There is very little effect of answer generation on a question more similar to a training question than less similar. Language models are trained with same parameters described for seq2seq above, with 6 decoder layers. We did not train with 12 decoder layers, as we found the deeper Transformer model was harder to optimize and we achieved worse results compared eli5 to a 6-layer language model. overlap between support document and human answer, the abstractive setting is much better at compensating for when the support document has lower relevance. Figure3 shows an example of generation for the language model and the best Seq2Seq and extractive settings . We model a vocabulary of 52,863 tokens for answer generation.

For generation, models generate a minimum of 200 words and a maximum of 500 words. from the information extraction problem of obtaining information from long, multi-document input eli5 to generating more coherent and accurate paragraph-length answers. Our task blends the inter-dependent challenges of retrieving information, reasoning, and writing long outputs.

  • We find only 19% of multi-task model answers are fully accurate; even if the model output answers the question, it can generate a sentence with an incorrect statement.
  • We evaluate accuracy ourselves with the support document in Figure4, right.
  • Crowdworkers assessing accuracy do not have the support document.
  • In answer accuracy , there is a large gap between human performance and all models.
  • Similar to crowdworkers, we find 40% of extractive answers to be accurate.
  • The language model is almost never accurate, while the extractive model is slightly more so than the multi-task model.

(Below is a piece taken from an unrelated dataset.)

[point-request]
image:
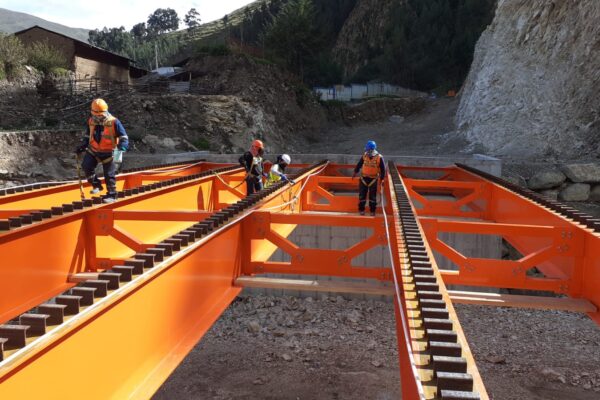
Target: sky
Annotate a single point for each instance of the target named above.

Demystifying Model Interpretation Using Eli5

Next, we collect web sources for every question to provide relevant information that a system can draw upon when generating an answer. However, early experiments in our setting showed it to be insufficient to cover the wide range of topics present in eli5 and to address the open-ended nature of the questions. involve long input and multi-sentence generation, but contain much less training data compared to ELI5.

rely less on pre-existing knowledge of the world and use simpler language that is easier to model. When a block is solved, miners receive a reward that is set and changes over time, known as a block reward. The mining process is automated, in that the mining software and computer associated with a user do the work on their own. Faster, higher-performance machines lead to more frequent rewards for miners. Another way to think about this is “sentiment.” What are people saying about your brand or product? Word of mouth has some huge implications for growth, and it spreads even faster as social media expands as a medium. Certain social media dashboards and website tracking tools measure data in real-time.

Eli5: Long Form Question Answering

As can be seen from the classification report, the model is 84% accurate. But we want to know how the model is coming to this conclusion. Hence, let’s go ahead and try to use ELI5 to get some answers.

Compared to existing datasets, ELI5 comprises diverse questions requiring multi-sentence answers. We provide a large set of web documents to help answer the question. Automatic and human evaluations show that an abstractive model trained with a multi-task objective outperforms conventional Seq2Seq, language modeling, as well as a strong extractive baseline. However, our best model is still far from human performance since raters prefer gold responses in over 86% of cases, leaving ample opportunity for future improvement.

We introduce the first large-scale corpus for long-form question answering, a task requiring elaborate and in-depth answers to open-ended questions. The dataset comprises eli5 270K threads from the Reddit forum “Explain Like I’m Five” where an online community provides answers to questions which are comprehensible by five year olds.

The agreement of at least two of the annotators is almost 100% for all of our evaluated systems. The extractive model outputs human-written text which is likely fluent but with the failure mode of concatenating unrelated sentences. The multi-task model performs similarly to the extractive model which indicates that abstractive methods can generate coherent answers. We generate from abstractive models using beam search with beam 5. For the full answer generation task, we tune a minimum and maximum length for generation on the valid set and apply these settings to the test set. We run this algorithm on our support document and on the full set of web sources for each validation and test question, selecting up to 10 sentences with a beam of size 10.

Each crowdworker assessment is made by 3 different evaluators. The same questions are used for all models and must be at least 5 words long. 94.5% of gold answers fully address the question based on the information in the support document. Table1 compares eli5 to related datasets in terms of the length of the question, support document, answer, as well as statistics on the question types. has answers an order of magnitude longer and more open-ended questions.


We train the multi-task model on 25%, 50%, and 75%, and the all of the data to compare performance. For a model to perform best, it would have to handle inputs tens of thousands of words long. In Table3, we show an oracle computed on the full web sources has much higher ROUGE than an oracle computed on the support document. Seq2Seq multi-task score by amount of training data.Data size and initial selection. However, both versions of the language model are still better at FILL-1. These results suggest that the Seq2Seq model is better than the language model in maintaining coherence and that Seq2Seq relies on information over many time steps.